There is often an assumption that bookkeepers and accountants are much of a muchness, they both perform the same duties & tasks for your business, the books! This is not the case. Understanding the difference between the roles & responsibilities of Bookkeepers vs Accountants can be extremely beneficial, and allow you to take advantage of what they can each add to your business.
What does a Bookkeeper do?
The bookkeeper records daily financial transactions in a reliable & dependable manner. Bookkeeping is the stepping stone of accounting and is a fundamental aspect to the smooth running & overall financial viability of a business.
Common tasks performed by a bookkeeper include:
- Bank & Credit Card Reconciliations
- Purchases, receipts, sales & payments
- Managing payroll
- Processing of invoices
- Debtor & Creditor management
- Management of cashflow
- Payroll Tax payments & reconciliation
- Superannuation payments & reconciliation
- BAS & IAS preparation and lodgement
- Prepares reliable reports for Accountants
What does an Accountant do?
The accountant looks at the big picture and verifies the information provided by the bookkeeper for a specific accounting period. They offer high level financial & taxation advice. Accountants are more focused on analysing and reporting on financial data which can be easily interpreted by owners & investors etc.
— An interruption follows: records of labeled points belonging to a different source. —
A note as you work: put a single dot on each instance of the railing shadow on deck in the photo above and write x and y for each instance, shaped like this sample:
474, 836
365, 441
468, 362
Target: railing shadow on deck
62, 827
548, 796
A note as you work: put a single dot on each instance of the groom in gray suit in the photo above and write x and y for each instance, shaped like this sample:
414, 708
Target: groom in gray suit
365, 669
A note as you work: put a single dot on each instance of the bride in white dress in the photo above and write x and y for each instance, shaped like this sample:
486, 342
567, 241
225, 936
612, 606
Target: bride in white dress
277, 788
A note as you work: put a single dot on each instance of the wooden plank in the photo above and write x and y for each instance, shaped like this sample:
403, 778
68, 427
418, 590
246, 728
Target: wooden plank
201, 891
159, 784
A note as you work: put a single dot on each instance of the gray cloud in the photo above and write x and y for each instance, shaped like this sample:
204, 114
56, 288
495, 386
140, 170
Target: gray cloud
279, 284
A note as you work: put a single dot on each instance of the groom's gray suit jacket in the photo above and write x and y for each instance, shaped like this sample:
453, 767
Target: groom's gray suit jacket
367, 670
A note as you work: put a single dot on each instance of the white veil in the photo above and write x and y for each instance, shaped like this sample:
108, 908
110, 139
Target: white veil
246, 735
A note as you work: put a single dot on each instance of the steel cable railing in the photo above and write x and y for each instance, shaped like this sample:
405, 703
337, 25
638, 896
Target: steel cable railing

Common tasks performed by an accountant include:
- Prepare adjusting entries
- Calculate depreciation
- Preparation of financial statements
- Preparation and lodgement of Tax returns
- Financial forecasting
- Strategic tax planning
- Bring key financial indicators together
All in all, bookkeepers and accountants share common goals, and both parties contribute differently to the long term financial success of a business, at varying stages of the financial cycle. Bookkeeping is a platform to accounting. Whilst the two professions remain inseparable it is important to gauge and differentiate the different roles both the bookkeeper and accountant play in your business.